(Belajar dari Pengalaman)
#Bagian_1
Oleh: Lindra Darnela*
Istilah multikultural adalah istilah lama yang ngetren sekitar 20 tahun yang lalu ketika orang mulai membincangkan postmodernisme. Pola tersebut lama tidak terdengar meskipun dalam beberapa hal masih diterapkan oleh para pegiatnya. Saat ini ketika orang membincangkan postkolonial, waktu mengubah dengan cepat pola relasi dan karakter masyarakat disertai berkembangnya teknologi yang memberi akses membaurnya budaya dalam skala global, tidak terbatas ruang dan waktu. Hal ini menjadi tantangan bagi pendidik (seperti saya) untuk terus menjaga identitas kebangsaan, kemajemukan, dan kesadaran kritis dimiliki oleh anak didiknya di tengah relasi kuasa global. Untuk mewujudkan hal ini, perlu kiranya untuk menghidupkan kembali pendidikan multikultural sebagai salah satu cara menghadapi tantangan tersebut.
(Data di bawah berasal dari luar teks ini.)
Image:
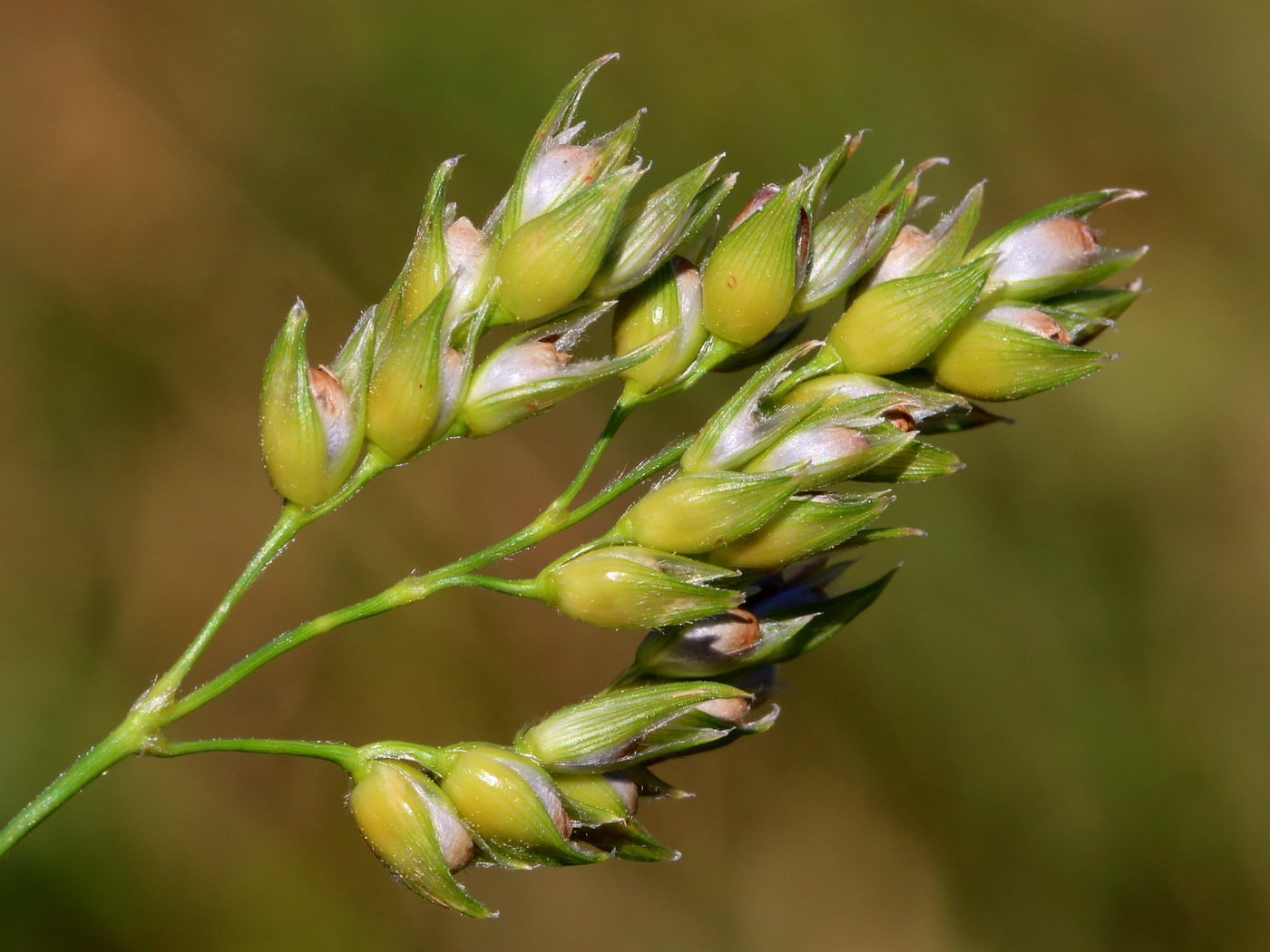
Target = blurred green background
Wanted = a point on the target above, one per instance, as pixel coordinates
(1050, 733)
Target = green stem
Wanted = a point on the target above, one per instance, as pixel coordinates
(419, 587)
(139, 733)
(405, 592)
(113, 748)
(342, 754)
(289, 522)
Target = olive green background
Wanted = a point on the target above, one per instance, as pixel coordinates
(1051, 733)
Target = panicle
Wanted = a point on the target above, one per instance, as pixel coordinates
(927, 327)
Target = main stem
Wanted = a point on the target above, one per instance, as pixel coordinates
(142, 730)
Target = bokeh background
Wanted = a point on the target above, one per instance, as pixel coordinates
(1051, 733)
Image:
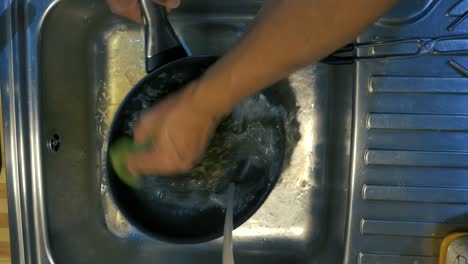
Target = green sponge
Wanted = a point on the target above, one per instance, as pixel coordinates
(118, 152)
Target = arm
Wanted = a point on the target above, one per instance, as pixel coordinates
(286, 35)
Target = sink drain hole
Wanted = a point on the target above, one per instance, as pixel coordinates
(54, 143)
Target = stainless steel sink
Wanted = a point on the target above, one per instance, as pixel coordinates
(377, 172)
(87, 60)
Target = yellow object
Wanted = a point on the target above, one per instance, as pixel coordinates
(446, 243)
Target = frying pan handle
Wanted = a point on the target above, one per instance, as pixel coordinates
(161, 43)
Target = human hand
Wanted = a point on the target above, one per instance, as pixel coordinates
(131, 8)
(180, 129)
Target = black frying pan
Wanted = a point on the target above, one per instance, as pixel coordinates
(189, 208)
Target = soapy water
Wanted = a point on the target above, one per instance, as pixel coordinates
(228, 250)
(254, 132)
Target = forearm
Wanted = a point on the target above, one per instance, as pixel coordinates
(286, 36)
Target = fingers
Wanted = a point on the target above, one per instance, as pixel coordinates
(153, 163)
(145, 127)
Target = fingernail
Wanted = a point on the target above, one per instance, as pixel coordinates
(173, 3)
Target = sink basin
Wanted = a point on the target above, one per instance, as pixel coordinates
(88, 59)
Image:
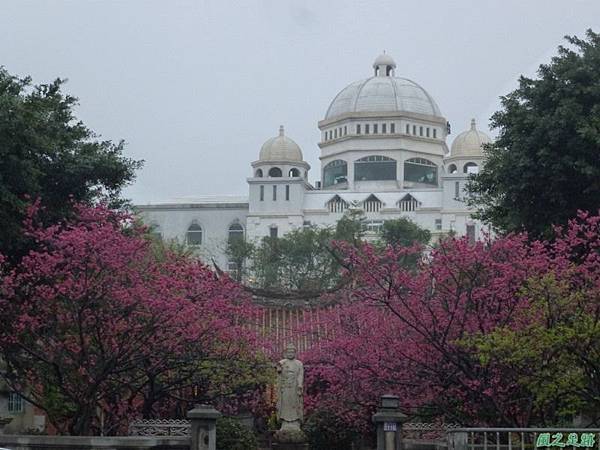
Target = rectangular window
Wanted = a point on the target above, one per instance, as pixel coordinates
(471, 234)
(15, 403)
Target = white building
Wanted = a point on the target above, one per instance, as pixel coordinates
(383, 150)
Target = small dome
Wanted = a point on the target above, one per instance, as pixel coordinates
(280, 148)
(470, 142)
(384, 60)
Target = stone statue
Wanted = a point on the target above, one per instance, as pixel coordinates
(290, 400)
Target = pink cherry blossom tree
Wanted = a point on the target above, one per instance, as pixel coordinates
(412, 331)
(96, 329)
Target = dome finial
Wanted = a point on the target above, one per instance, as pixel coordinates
(384, 65)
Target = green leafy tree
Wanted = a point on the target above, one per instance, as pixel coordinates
(555, 356)
(47, 152)
(301, 260)
(545, 163)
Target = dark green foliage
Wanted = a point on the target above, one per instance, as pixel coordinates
(404, 233)
(300, 260)
(326, 432)
(231, 435)
(545, 164)
(46, 152)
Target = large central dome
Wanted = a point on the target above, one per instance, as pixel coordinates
(383, 93)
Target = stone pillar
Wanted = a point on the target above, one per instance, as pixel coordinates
(457, 440)
(388, 420)
(203, 432)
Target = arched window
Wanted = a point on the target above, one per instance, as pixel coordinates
(471, 167)
(335, 172)
(337, 204)
(408, 203)
(194, 235)
(275, 172)
(236, 233)
(419, 170)
(372, 204)
(374, 167)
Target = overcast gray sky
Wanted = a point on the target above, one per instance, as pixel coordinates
(196, 87)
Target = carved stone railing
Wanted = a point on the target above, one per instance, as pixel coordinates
(427, 431)
(160, 427)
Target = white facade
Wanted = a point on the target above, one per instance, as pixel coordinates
(383, 150)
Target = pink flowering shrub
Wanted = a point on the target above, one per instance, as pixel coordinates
(96, 329)
(412, 331)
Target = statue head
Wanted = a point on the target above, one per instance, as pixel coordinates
(290, 351)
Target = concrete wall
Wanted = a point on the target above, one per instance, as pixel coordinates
(15, 442)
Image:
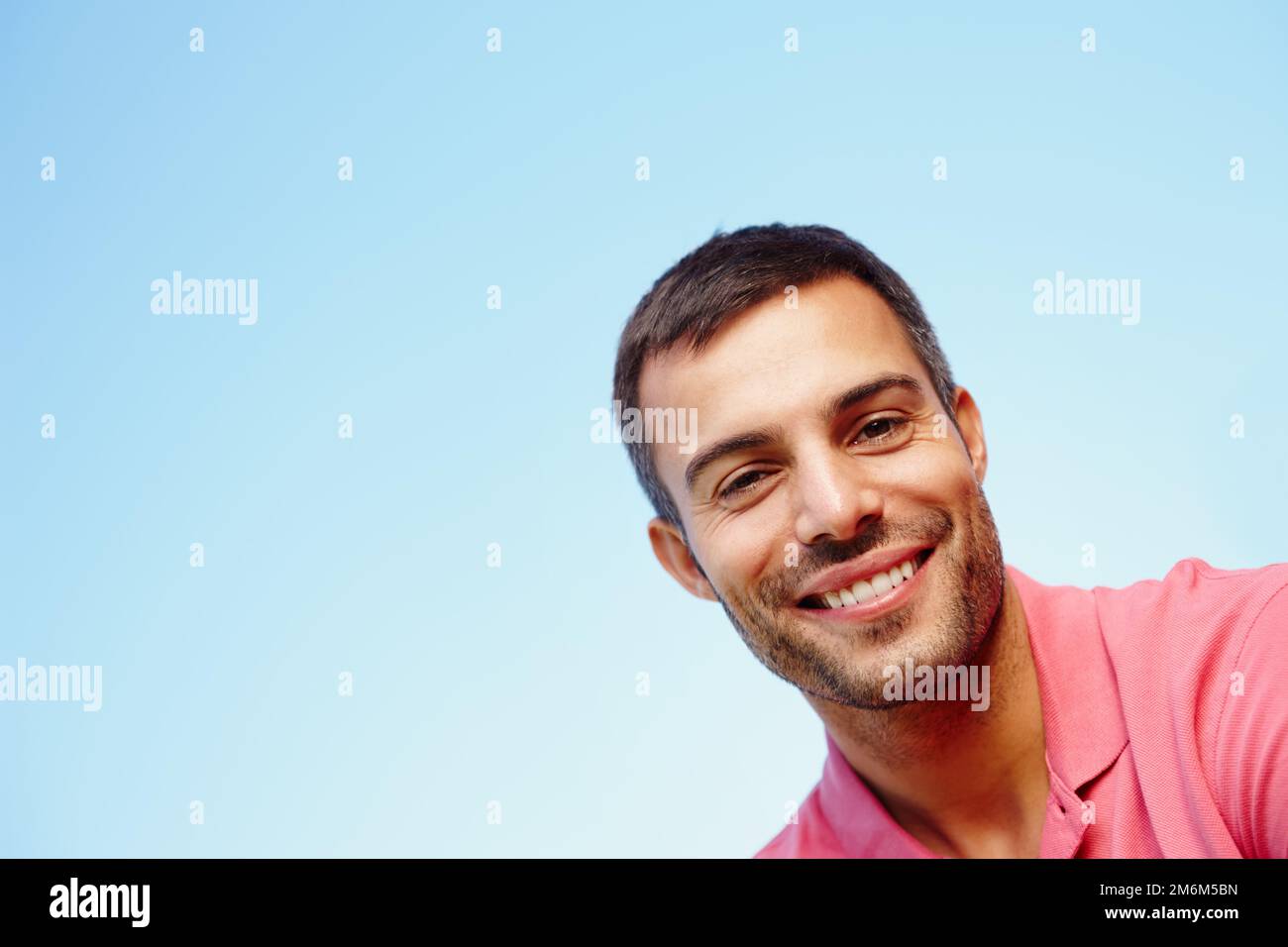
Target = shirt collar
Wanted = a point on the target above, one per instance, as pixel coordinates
(1081, 716)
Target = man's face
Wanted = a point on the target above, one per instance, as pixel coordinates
(803, 493)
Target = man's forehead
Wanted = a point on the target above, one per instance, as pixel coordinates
(841, 333)
(772, 364)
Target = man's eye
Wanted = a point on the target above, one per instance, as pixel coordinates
(881, 431)
(742, 483)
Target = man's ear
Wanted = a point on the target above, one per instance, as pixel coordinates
(673, 552)
(971, 429)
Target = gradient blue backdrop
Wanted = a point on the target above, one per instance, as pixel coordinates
(472, 425)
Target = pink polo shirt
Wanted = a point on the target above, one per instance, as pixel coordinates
(1164, 706)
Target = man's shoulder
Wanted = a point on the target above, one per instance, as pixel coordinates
(1194, 596)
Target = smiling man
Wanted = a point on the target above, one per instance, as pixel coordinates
(833, 505)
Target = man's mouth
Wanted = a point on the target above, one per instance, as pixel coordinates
(868, 587)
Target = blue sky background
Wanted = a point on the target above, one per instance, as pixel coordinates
(369, 556)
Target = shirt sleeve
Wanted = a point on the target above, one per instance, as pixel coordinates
(1252, 736)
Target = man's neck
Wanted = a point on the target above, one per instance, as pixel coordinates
(962, 783)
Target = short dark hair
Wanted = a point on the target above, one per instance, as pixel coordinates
(728, 274)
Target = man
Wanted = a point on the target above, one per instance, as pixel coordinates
(831, 499)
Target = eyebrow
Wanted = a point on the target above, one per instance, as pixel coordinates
(746, 441)
(761, 437)
(859, 393)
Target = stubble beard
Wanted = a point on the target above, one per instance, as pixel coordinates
(848, 665)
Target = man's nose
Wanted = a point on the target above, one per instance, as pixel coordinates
(833, 499)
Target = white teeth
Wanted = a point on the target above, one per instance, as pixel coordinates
(871, 587)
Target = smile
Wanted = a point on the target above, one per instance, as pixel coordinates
(863, 589)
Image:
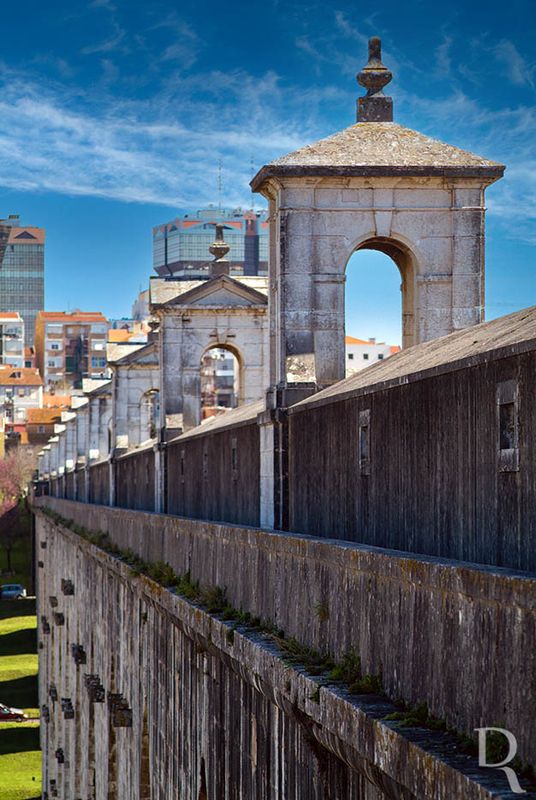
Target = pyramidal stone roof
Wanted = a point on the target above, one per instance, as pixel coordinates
(376, 149)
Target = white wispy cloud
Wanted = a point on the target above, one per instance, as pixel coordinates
(164, 150)
(518, 70)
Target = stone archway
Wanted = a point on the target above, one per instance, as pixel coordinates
(404, 257)
(221, 378)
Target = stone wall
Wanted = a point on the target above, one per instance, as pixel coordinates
(459, 637)
(435, 480)
(178, 704)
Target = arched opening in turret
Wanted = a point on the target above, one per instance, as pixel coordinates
(149, 414)
(220, 380)
(379, 302)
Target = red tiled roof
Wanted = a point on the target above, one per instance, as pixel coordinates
(56, 400)
(43, 416)
(72, 316)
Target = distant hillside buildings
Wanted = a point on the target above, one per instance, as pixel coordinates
(22, 271)
(361, 353)
(181, 247)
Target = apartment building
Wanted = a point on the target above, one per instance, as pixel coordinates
(361, 353)
(21, 389)
(11, 339)
(70, 346)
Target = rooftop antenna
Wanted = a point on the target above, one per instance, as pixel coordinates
(220, 184)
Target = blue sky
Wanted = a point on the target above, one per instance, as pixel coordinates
(114, 116)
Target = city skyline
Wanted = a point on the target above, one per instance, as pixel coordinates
(134, 118)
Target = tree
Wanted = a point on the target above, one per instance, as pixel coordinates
(15, 473)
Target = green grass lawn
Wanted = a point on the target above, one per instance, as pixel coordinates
(20, 757)
(21, 557)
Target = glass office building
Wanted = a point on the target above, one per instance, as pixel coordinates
(181, 247)
(22, 271)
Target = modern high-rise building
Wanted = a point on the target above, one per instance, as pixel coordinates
(22, 271)
(181, 247)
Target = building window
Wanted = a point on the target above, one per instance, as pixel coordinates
(234, 459)
(508, 426)
(364, 442)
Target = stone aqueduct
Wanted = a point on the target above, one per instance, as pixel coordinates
(317, 595)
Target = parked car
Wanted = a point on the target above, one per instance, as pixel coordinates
(12, 591)
(13, 714)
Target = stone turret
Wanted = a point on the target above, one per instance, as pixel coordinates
(381, 186)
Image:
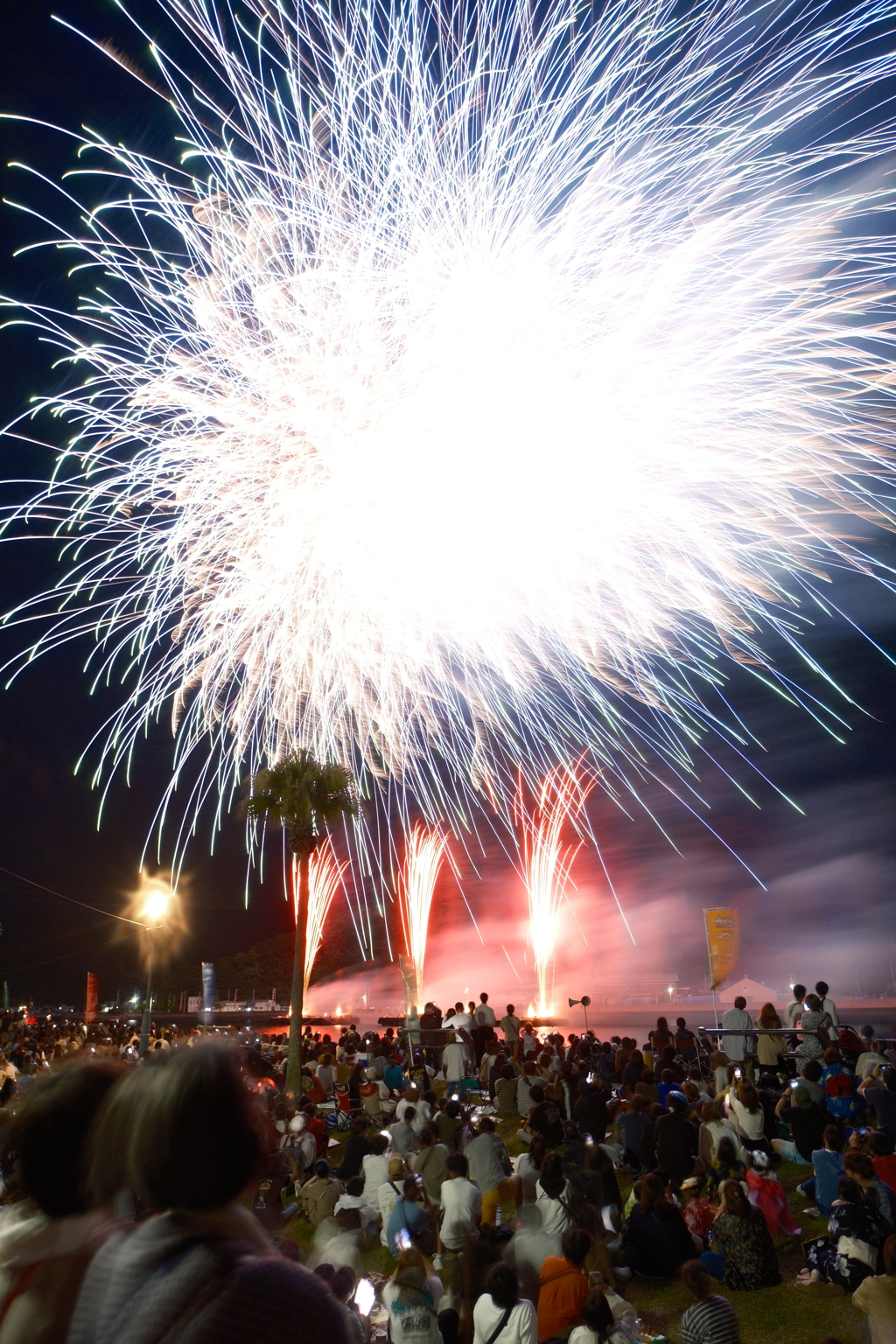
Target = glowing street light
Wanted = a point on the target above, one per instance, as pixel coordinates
(152, 906)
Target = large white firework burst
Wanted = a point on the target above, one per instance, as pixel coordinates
(482, 379)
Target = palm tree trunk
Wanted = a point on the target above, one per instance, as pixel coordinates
(294, 1055)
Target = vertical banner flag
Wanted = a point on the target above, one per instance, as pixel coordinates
(208, 985)
(723, 944)
(93, 998)
(409, 982)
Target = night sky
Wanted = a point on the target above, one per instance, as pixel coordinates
(830, 872)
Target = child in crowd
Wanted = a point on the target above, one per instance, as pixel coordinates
(724, 1167)
(699, 1211)
(767, 1194)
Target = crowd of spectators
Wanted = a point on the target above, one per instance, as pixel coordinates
(165, 1201)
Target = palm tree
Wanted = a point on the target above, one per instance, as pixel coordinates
(305, 799)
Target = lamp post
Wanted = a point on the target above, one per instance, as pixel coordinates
(153, 913)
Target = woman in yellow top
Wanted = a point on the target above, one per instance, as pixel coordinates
(771, 1051)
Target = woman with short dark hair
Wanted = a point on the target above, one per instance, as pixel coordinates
(202, 1269)
(500, 1313)
(49, 1238)
(746, 1258)
(655, 1239)
(850, 1253)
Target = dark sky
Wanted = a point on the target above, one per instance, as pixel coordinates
(830, 872)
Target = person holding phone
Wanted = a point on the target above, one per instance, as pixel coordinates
(411, 1300)
(414, 1215)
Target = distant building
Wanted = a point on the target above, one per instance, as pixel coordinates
(755, 993)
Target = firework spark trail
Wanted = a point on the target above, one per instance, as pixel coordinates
(506, 379)
(424, 854)
(324, 879)
(546, 864)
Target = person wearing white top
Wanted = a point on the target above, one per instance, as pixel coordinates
(375, 1172)
(501, 1306)
(528, 1171)
(737, 1018)
(355, 1198)
(388, 1194)
(422, 1113)
(461, 1205)
(622, 1312)
(795, 1008)
(411, 1298)
(750, 1124)
(454, 1062)
(830, 1008)
(554, 1196)
(459, 1018)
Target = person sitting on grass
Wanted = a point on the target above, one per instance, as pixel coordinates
(414, 1215)
(768, 1195)
(564, 1285)
(543, 1118)
(881, 1155)
(500, 1313)
(710, 1319)
(880, 1092)
(554, 1196)
(598, 1321)
(411, 1300)
(489, 1168)
(841, 1086)
(712, 1130)
(861, 1168)
(828, 1166)
(629, 1126)
(725, 1166)
(746, 1256)
(655, 1239)
(876, 1296)
(699, 1213)
(850, 1253)
(808, 1123)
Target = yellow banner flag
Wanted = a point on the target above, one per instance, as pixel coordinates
(723, 944)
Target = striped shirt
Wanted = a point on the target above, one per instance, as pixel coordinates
(712, 1321)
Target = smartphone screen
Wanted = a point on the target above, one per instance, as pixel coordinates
(364, 1296)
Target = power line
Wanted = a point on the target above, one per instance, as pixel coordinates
(74, 902)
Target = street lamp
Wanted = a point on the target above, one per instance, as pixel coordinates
(152, 915)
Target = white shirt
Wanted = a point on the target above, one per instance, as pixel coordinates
(519, 1329)
(830, 1008)
(528, 1172)
(453, 1062)
(375, 1172)
(737, 1046)
(555, 1218)
(751, 1126)
(414, 1323)
(461, 1201)
(422, 1113)
(386, 1200)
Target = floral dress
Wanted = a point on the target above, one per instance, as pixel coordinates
(852, 1251)
(748, 1251)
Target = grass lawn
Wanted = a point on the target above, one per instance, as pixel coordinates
(770, 1316)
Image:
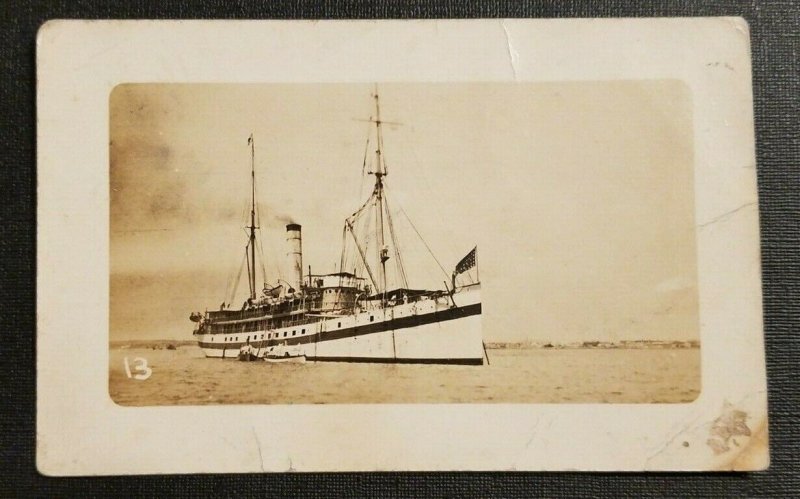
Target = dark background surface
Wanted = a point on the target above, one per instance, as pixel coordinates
(775, 50)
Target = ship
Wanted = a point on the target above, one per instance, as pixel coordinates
(352, 315)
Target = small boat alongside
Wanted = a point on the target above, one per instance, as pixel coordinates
(284, 353)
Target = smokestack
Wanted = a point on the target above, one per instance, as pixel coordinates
(295, 255)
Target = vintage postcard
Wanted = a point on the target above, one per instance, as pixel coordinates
(405, 245)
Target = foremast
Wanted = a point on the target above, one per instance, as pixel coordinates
(251, 267)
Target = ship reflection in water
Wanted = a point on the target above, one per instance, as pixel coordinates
(530, 375)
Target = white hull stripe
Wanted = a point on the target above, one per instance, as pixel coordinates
(378, 327)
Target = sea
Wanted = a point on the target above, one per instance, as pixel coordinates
(180, 375)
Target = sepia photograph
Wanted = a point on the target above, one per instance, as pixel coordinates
(402, 243)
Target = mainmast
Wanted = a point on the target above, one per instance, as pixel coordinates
(252, 244)
(383, 217)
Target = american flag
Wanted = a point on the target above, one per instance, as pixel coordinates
(467, 262)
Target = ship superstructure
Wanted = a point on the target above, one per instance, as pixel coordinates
(358, 316)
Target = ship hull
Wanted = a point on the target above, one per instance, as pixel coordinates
(443, 330)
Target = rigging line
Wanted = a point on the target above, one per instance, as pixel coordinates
(238, 278)
(363, 206)
(249, 282)
(344, 246)
(364, 163)
(423, 241)
(363, 256)
(260, 246)
(399, 261)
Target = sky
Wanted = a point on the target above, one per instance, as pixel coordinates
(579, 196)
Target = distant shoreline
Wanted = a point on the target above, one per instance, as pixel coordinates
(492, 345)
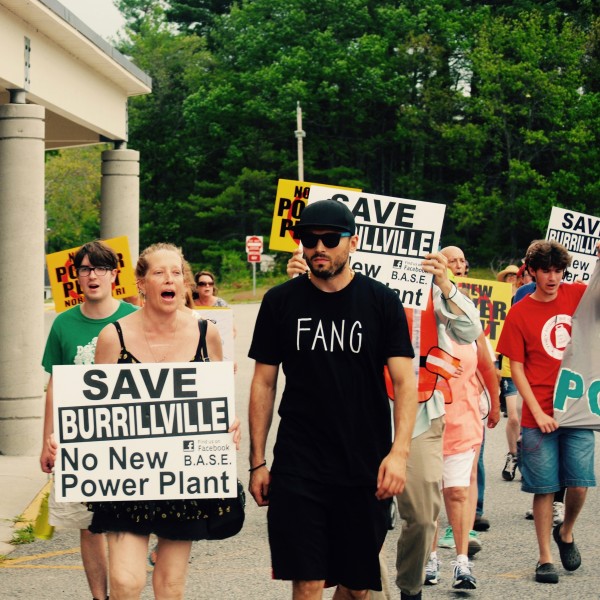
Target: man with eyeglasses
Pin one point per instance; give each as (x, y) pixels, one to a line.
(335, 466)
(72, 341)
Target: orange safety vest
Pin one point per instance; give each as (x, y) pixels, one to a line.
(436, 366)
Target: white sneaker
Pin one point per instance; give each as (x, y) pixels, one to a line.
(463, 579)
(558, 513)
(432, 571)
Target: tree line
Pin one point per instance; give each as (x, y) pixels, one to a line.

Multikulturalisme secara sederhana dapat diartikan sebagai paradigma yang menganggap bahwa adanya kesamaan antar ekspresi budaya yang beragam. Secara realis, multikultural mengusung kesadaran sosial bahwa di ranah kehidupan masyarakat kita ada banyak budaya. Kesadaran ini berdimensi etis yaitu menuntut tanggung jawab yang terarah pada ortopraksis (tindakan baik dan benar). Dimensi etis ini terwujud dalam bentuk kasih sayang, penghargaan, penghormatan, cinta, perhatian, dan pengakuan akan eksistensi sesama.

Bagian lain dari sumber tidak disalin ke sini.